Ilovechocolatemilk said:
I gave you a viable meaning
The key word there being "a," which was my point. It's
a definition, not
the definition. You're trying to hold someone to a specific meaning they almost certainly do not mean. It's a strawman argument wrapped in word games.
By the latin root, miso- is a prefix meaning hate. -gyny is a suffix meaning female. Put together, it means hatred of females, and by the dictionary definition, it means "a hatred of women".
You do understand how language works, right? A word's roots are a useful hint as to the meaning but are not a legally binding contract.
Again, how does hating one or several women equate to hatred of all women?
Malformed question, which I've already explained. Are you doing this intentionally?
To wit, this is like saying, "You hate Michael Vick, therefore you're a racist."
Point to me a definition of racist or racism that has a different meaning to the selective way you've framed it and you might have an analogue.
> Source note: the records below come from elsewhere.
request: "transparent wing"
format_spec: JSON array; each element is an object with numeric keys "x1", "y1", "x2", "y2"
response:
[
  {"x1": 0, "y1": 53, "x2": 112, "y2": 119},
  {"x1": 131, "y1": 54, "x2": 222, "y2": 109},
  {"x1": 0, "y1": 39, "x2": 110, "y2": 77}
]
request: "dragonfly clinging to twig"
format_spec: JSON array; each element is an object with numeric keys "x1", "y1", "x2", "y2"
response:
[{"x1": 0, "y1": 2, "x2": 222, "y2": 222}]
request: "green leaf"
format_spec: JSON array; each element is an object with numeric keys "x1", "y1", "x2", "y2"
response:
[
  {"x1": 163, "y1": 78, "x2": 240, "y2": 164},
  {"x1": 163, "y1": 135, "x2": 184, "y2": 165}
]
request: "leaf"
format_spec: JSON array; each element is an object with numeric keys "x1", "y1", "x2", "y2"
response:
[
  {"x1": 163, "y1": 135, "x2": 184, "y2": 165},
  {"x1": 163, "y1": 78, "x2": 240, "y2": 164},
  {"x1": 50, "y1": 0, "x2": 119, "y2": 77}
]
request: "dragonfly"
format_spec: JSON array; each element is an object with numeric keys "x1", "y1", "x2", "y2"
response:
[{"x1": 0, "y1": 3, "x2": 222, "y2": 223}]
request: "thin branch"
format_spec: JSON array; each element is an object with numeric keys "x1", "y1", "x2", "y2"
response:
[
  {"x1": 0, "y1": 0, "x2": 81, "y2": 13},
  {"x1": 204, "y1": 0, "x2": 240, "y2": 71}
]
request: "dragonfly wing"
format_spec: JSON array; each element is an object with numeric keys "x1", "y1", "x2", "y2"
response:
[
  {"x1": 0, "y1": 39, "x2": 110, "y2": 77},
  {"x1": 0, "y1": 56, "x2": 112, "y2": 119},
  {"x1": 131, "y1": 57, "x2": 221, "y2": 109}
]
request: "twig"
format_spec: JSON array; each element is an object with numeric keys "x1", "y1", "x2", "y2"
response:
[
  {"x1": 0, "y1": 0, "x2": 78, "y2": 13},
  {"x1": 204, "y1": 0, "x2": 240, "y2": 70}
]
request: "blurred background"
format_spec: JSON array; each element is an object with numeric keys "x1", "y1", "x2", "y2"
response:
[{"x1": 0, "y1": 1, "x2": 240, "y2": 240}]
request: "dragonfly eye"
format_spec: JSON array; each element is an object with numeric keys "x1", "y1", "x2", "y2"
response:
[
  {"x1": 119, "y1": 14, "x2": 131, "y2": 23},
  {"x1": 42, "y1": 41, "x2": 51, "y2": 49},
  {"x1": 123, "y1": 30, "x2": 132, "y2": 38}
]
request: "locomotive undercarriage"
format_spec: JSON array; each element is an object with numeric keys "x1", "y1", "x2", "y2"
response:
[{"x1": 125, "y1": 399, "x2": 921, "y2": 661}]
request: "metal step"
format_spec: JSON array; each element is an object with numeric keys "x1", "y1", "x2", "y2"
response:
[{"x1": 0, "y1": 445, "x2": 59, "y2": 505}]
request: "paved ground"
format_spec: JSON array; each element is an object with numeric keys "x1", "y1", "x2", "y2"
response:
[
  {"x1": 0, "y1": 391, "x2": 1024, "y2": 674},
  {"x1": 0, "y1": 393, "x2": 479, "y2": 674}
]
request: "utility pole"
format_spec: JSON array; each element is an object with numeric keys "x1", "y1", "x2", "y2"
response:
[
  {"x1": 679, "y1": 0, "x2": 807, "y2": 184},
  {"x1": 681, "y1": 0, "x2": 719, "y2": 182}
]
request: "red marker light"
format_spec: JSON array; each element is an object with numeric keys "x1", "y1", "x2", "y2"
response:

But as it stands, that's not how it works.
runic knight said:
By that loose definition, can you tell me the difference, objectively, to use of "misogynist" between insulting a woman, sending a threat to a woman, criticizing a woman and hating a woman. And do it in such a way that those differences are both noted and that the counterpart to the word, misandry, applies the same to such actions towards men?
You realise we have multiple degrees of assault, murder, and other things, right? You may not like the nature of language, but that doesn't make it incorrect. Whether I can "objectively" point out the difference is irrelevant to the term and whether it encompasses the lot of those acts. But then, asking someone to objectively argue language is a farce in the first place.
Can you objectively tell which version of "literally" someone is using in the phrase "he just literally had a heart attack?"